Trump officials later described the mistake as “an administrative error” but insisted that Abrego Garcia was a member of the MS-13 in the United States.
Abrego Garcia was never charged with a crime and has denied the allegations, which include being a member of MS-13 in Long Island, New York, where he has never lived.
His wife, Jennifer Stefania Vasquez Sura, and his 5-year-old child, both of whom are U.S. citizens, filed a lawsuit on March 24 calling for his return.
U.S. District Judge Paula Xinis previously ordered the Trump administration to return Abrego Garcia to the country. The U.S. Supreme Court unanimously agreed that the U.S. government must “facilitate” Abrego Garcia’s release.
But the White House has balked at trying to broker his return, arguing the courts can’t intrude on the president’s diplomatic powers.
Last week, Xinis ordered the United States to provide daily status updates on plans to return Abrego Garcia. The Trump administration responded Saturday that he was alive in the El Salvador prison but has only doubled down on its decision not to tell a federal court whether it has any plans to repatriate Abrego Garcia.

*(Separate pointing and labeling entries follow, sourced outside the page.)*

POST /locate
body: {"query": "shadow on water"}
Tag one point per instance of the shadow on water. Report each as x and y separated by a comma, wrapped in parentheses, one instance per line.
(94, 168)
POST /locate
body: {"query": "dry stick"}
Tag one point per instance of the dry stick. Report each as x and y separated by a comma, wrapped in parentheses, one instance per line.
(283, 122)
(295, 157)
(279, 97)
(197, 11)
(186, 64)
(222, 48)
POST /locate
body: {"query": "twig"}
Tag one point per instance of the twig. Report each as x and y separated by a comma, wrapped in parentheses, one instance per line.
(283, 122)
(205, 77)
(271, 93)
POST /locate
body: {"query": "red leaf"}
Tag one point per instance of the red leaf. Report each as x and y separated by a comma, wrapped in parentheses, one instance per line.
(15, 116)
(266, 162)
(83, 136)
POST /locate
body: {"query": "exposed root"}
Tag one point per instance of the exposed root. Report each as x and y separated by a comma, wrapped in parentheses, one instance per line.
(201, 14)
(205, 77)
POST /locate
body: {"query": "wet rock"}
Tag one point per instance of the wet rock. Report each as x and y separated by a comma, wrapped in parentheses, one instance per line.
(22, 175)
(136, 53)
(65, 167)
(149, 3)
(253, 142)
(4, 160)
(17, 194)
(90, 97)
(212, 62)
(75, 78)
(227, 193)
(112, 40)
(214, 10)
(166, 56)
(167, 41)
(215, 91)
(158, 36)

At a hearing held Tuesday, Xinis chided the Trump administration on its continued refusal to return Abrego Garcia, warning federal lawyers against further “gamesmanship."
“We have to give process to both sides. But we are going to move,” Xinis said before ordering sworn testimony by Trump administration officials to determine if they complied with her orders to facilitate the return of Abrego Garcia. “There will be no tolerance for gamesmanship or grandstanding.”
During his meeting with El Salvador's vice president Wednesday, Van Hollen said Ulloa echoed what Salvadoran President Nayib Bukele said earlier this week during a meeting at the White House and that he cannot "smuggle" someone out of the country.
Meanwhile, Van Hollen said he maintains that Abrego Garcia was “illegally abducted from the United States and committed no crime.”
“I will keep pressing in my remaining time here and I will keep pressing beyond that,” Van Hollen said.